A battered, rusted Buick pulled up in front of the store, and as *e driver’s door opened, a third thunderbolt blasted a hole in the darkening sky. The day was filled with molten light that appeared flow liquidly along the street outside, sprayed lavalike over the parked Buick and the passing cars. The accompanying thunder shook the building from roof to foundation, as though the stormy heavens were reflected in the land below, precipitating an earth quake.

“Wow!” Laura said, moving fearlessly toward the windows.

Though no rain had fallen yet, wind suddenly swept in from the west, harrying leaves and litter before it.

The man who got out of the decrepit, blue Buick was looking at the sky in astonishment.
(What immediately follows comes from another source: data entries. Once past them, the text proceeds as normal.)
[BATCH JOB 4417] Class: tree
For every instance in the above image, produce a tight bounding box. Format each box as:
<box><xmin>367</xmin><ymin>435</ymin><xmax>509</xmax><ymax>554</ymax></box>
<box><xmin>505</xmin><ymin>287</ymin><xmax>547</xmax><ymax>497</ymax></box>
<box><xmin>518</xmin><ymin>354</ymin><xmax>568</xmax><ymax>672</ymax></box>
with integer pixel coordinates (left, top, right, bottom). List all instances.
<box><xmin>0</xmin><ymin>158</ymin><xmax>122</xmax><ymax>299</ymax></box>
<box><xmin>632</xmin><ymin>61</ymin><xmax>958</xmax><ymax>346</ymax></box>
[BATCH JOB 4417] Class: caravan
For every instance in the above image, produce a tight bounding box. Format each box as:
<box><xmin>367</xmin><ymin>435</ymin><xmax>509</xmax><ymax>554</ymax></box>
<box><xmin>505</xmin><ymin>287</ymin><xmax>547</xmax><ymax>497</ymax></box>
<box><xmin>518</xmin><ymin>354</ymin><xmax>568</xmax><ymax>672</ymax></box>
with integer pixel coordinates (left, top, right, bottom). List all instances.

Bolt after bolt of lightning pierced the clouds, seared the air, cast their blazing images in windows and automobile chrome, and with each flash came thunder that struck the day with god-size fists.

The lightning spooked Bob. When he called to Laura — “Honey, get away from the windows”—she rushed behind the counter and let him put an arm around her, probably more for his comfort than hers.

The man from the Buick hurried into the store. Looking out at the fulminous sky, he said, “You see that, man? Whew!”

The thunder faded; silence returned.

Rain fell. Fat droplets at first struck the windows without much force then came in blinding torrents that blurred the world beyond the small shop.